Towards Multimodal Lifelong Understanding: A Dataset and Agentic Baseline

The Big Picture: From "Short Clips" to "A Whole Life"

Imagine you are trying to understand a person's life.

Old Way (Current AI): Most AI models today are like people who only watch movie trailers. They see 30-second clips, understand what happens in that minute, and then forget everything. They are great at answering, "What color was the car in this 5-second clip?" but terrible at answering, "What did this person eat for breakfast three weeks ago?"
The Problem: Real life isn't a movie trailer. It's a continuous stream with huge gaps. You sleep, you go to work, you travel, and you don't record every second. Current AI gets confused when asked to remember things from days or months ago because it tries to hold the entire video in its brain at once, which causes it to crash or hallucinate (make things up).

The Solution: MM-Lifelong (The "Life Log" Dataset)

The researchers created a new dataset called MM-Lifelong. Think of this as a giant, messy diary made of video.

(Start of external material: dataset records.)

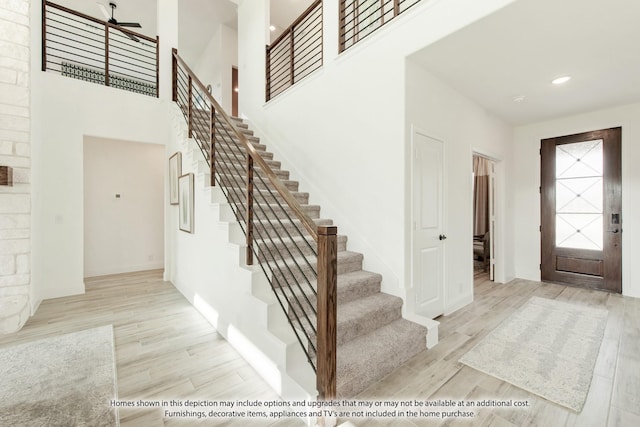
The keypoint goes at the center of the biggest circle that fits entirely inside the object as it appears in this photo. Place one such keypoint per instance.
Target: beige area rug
(67, 380)
(547, 347)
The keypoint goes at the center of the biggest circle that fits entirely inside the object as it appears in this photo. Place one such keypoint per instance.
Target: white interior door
(428, 236)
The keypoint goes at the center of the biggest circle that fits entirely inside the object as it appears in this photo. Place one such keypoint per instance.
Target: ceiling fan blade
(131, 36)
(130, 24)
(104, 10)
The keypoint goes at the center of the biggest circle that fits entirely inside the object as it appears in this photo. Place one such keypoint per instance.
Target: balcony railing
(296, 53)
(359, 18)
(82, 47)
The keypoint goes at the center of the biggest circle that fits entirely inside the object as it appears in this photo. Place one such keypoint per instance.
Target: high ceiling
(284, 12)
(518, 50)
(198, 21)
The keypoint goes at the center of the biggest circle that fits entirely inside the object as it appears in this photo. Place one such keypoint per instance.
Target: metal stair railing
(298, 256)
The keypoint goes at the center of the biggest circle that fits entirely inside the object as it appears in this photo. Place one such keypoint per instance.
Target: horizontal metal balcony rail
(297, 256)
(85, 48)
(296, 53)
(359, 18)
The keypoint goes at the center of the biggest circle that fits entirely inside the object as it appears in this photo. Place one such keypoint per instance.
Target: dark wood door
(581, 210)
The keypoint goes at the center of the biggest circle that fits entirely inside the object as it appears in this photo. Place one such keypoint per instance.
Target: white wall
(527, 181)
(346, 122)
(215, 63)
(465, 128)
(126, 233)
(15, 152)
(65, 111)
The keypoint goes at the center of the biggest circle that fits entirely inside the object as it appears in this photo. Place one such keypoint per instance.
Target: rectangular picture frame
(185, 205)
(175, 171)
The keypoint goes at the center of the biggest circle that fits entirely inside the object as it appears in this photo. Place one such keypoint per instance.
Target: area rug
(547, 347)
(67, 380)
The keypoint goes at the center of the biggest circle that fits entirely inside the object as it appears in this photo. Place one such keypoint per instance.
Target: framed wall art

Instead of just showing a model a 10-minute movie, they gave it:

Day Scale: A full day of a gamer playing a video game (24 hours of continuous play).
Week Scale: A week of someone's daily life from their own camera (sleeping, eating, working).
Month Scale: 51 days of a live streamer's life, but with huge gaps (they stream for 10 hours, then disappear for 3 days, then come back).

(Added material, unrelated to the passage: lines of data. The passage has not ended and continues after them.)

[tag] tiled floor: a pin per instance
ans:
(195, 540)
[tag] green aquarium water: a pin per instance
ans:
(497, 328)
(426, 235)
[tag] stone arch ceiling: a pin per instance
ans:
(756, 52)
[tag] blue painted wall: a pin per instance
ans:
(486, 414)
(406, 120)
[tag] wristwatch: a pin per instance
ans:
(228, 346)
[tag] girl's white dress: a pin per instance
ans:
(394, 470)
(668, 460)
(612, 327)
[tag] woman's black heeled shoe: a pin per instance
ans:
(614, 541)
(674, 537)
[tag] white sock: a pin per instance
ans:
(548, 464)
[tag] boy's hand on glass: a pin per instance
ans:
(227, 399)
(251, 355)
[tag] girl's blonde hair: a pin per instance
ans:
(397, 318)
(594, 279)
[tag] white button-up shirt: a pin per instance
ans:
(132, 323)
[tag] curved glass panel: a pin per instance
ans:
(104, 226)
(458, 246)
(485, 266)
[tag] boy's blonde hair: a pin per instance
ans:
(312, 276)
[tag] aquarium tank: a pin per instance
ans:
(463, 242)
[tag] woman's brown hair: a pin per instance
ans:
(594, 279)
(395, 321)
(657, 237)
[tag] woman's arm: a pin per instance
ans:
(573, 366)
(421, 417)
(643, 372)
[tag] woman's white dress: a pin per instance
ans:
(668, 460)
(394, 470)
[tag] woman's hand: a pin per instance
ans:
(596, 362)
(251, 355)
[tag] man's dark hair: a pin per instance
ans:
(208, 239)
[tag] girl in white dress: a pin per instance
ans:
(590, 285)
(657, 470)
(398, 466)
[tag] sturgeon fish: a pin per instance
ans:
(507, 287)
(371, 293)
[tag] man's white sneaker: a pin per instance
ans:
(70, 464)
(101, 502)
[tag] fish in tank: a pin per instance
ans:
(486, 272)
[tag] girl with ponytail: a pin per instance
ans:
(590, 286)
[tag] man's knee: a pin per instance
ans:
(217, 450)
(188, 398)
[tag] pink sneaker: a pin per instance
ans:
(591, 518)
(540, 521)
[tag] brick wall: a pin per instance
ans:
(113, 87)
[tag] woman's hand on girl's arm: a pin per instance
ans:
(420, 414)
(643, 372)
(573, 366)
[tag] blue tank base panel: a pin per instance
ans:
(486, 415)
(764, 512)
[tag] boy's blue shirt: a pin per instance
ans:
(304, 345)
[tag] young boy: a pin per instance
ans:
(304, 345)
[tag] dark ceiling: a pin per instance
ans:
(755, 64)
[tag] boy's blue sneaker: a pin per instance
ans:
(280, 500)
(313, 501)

The Key Challenge: The dataset forces the AI to deal with "The Missing Time." The AI has to remember that on Day 1, the streamer bought a red hat, and on Day 15, they wore that same red hat, even though there were 13 days of "black screen" (unrecorded time) in between.

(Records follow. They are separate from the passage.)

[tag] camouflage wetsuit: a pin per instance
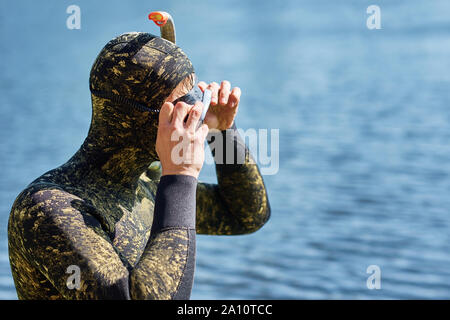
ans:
(130, 231)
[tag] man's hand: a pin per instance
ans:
(224, 104)
(179, 145)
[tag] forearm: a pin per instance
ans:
(240, 184)
(166, 268)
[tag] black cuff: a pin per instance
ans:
(175, 202)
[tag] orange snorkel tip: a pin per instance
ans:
(159, 17)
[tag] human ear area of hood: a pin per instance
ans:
(140, 68)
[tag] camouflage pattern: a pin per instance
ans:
(96, 210)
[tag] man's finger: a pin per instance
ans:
(179, 113)
(166, 112)
(202, 85)
(202, 131)
(234, 98)
(194, 116)
(214, 87)
(224, 93)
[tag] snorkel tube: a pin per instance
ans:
(166, 24)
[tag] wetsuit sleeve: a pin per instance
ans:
(67, 247)
(238, 204)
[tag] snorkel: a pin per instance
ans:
(165, 22)
(167, 28)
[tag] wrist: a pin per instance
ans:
(183, 172)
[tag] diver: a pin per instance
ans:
(127, 224)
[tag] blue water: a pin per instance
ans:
(364, 121)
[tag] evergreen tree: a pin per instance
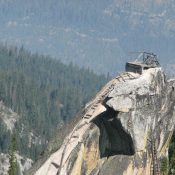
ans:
(13, 162)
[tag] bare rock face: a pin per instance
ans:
(125, 130)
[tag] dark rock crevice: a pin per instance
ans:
(114, 140)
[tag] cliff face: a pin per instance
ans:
(125, 130)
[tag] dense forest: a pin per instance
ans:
(44, 92)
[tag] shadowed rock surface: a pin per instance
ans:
(125, 129)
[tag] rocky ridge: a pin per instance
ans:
(125, 129)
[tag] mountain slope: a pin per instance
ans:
(125, 129)
(44, 92)
(96, 33)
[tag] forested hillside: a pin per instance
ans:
(45, 94)
(94, 33)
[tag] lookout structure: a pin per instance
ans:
(149, 60)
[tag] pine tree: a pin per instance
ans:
(12, 160)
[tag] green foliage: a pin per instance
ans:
(164, 166)
(172, 156)
(44, 92)
(13, 162)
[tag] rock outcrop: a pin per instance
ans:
(125, 129)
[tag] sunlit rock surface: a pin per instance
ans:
(125, 130)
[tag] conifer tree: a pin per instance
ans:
(12, 160)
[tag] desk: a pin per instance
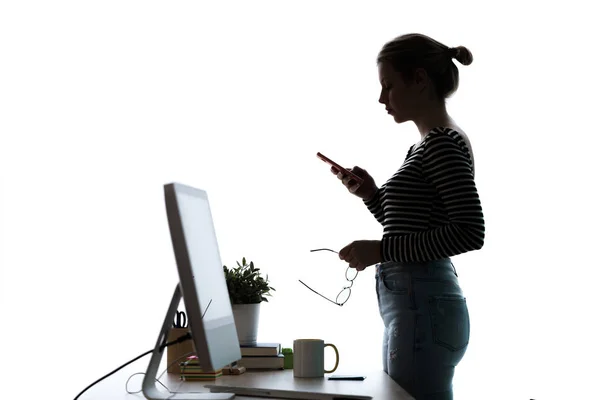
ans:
(377, 385)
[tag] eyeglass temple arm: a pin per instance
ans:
(324, 249)
(314, 291)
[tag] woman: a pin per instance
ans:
(430, 211)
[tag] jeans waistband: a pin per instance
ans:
(424, 269)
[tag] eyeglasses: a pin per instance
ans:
(344, 295)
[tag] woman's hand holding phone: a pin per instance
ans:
(364, 190)
(357, 180)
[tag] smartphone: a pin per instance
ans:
(346, 378)
(341, 169)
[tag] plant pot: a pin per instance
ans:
(246, 322)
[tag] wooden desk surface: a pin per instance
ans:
(378, 385)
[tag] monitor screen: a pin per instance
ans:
(201, 276)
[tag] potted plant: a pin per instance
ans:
(247, 289)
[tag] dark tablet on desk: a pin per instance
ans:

The Two Big Failures of Current AI

The paper tested the smartest AI models available and found two ways they fail at this "Life Log" task:

The "Overstuffed Backpack" (Working Memory Bottleneck):
Imagine trying to carry a backpack filled with 100 hours of video. As you add more video, the backpack gets so heavy and full that you can't think anymore. The AI tries to read the whole video at once, gets overwhelmed by "noise" (irrelevant details), and starts guessing. It's like trying to find a specific needle in a haystack by staring at the whole haystack at once; you just get dizzy.
The "Lost in the Library" (Global Localization Collapse):
Imagine an AI trying to find a specific book in a library that is the size of a city. If it tries to walk through every single aisle (every frame of the video) to find the book, it gets lost. Current "Agent" AIs (robots that try to search) often give up when the timeline is too long and sparse.

The Hero: ReMA (The "Smart Librarian")

To fix this, the authors built a new system called ReMA (Recursive Multimodal Agent).

Instead of trying to carry the whole library in its head, ReMA acts like a super-smart librarian with a filing system.

How it works:
1. Summarize: It watches the video in chunks and writes a short, smart summary of what happened, putting it into a "Memory Bank" (like a filing cabinet).
2. Ask & Search: When you ask a question ("Where did the streamer sing that song?"), it doesn't re-watch the whole video. It checks its filing cabinet first.
3. Zoom In: If the summary isn't enough, it goes back and re-watches only the specific 5-minute clip where the song might have been played.
4. Update: It updates its notes and tries again.

The Analogy:

Old AI: Tries to memorize every single word of a 1,000-page book to answer one question. It gets a headache and gives the wrong answer.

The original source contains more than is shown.